Pero este empeño en la no-injerencia —y diciendo esto parece que contemporicemos con el capitán Kirk— puede que sea, al fin de cuentas, una quimera fútil. Si la vida se está desarrollando en bolsas aisladas, desperdigadas por cuerpos celestes muy distantes entre sí, a lo largo y ancho de la galaxia, y si en cada una de esas bolsas la vida puja por medrar y expandirse, de la misma forma que hace en nuestro planeta, quizá entonces no nos corresponda a nosotros, los vanidosos especímenes humanos, ponerle vallas al campo. La vida se atrae entre sí, ansiando el encuentro, la interacción, el cruce y la mezcla. Un claro ejemplo lo damos nosotros mismos, rastreando las estrellas en busca de semejantes. Es una llamada muy atávica.

Siempre me he sonreído al escuchar la afirmación de algunos ufólogos, cuando aseguran que el origen de la vida en la Tierra hay que buscarlo en otros mundos. No me sonrío porque juzgue inverosímil el comentario, sino porque lo considero irrelevante: trasladar el origen de la vida a otro planeta no hace si no trasladar el problema del origen de la vida, dejándolo sin resolver. Pero a su vez presente, intacto, eternamente invocado. ¡Pero qué más dará que las amebas sean originarias del mar de Bering o de la Serenidad! Si los cosmólogos afirman que nuestro universo no es una esfera con centro, porque se curva en cuatro dimensiones —por lo menos—, quizá tampoco tenga sentido concebir el fenómeno de la vida como una estructura arborescente con un tronco central desde el que han brotado las ramas. Quizá sea más atinado verlo como un rizoma cósmico, omni-localizado, o potencialmente omni-localizable.

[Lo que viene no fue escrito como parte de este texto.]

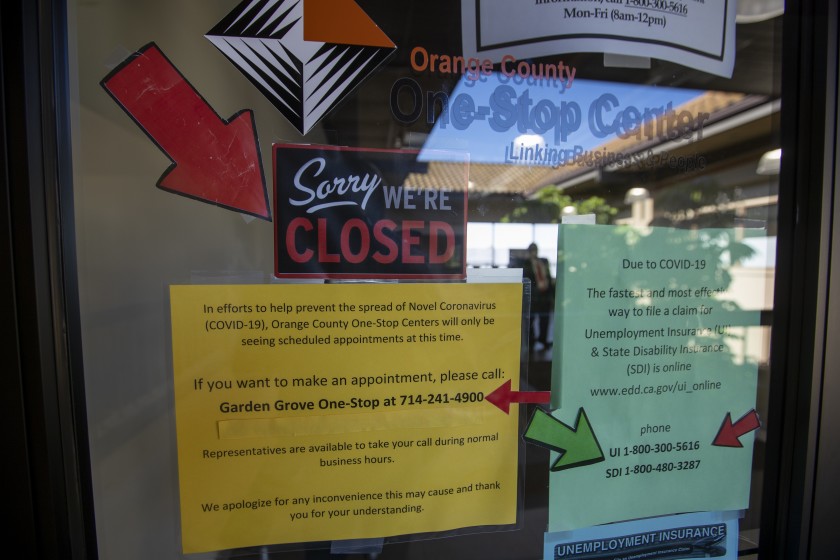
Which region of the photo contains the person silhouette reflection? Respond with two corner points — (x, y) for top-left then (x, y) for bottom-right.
(522, 243), (554, 350)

Es una hipótesis muy plausible suponer que la vida campa a sus anchas en incontables cuerpos celestes, y que aprovecha la mínima oportunidad para saltar de uno a otro, ya sea a lomos de un meteorito o incrustada en las hendiduras de las suelas de las botas de un astronauta. La vida es, ante todo, inevitable, inexorable y bendita infestación.

Así que dejémonos de puñetas y vayamos a Europa de una vez.

 

P.D.: Un apunte final. Siendo como es de biennacidos ser agradecidos, y de justos otorgar el mérito a quien lo merece, recordemos que fue el escritor de ciencia-ficción Arthur C. Clarke quien, unos cuantos años antes del viaje de la sonda Galileo, especuló con la posibilidad de existencia de vida en Europa, la luna de Júpiter. Colguemos pues el galardón en algún lugar de su extenso palmarés, cerca de sus laureles ganados por haber concebido los satélites de telecomunicaciones antes de que los imaginara ingeniero alguno, ruso o americano. Y es que la ciencia-ficción propone, y el futuro dispone.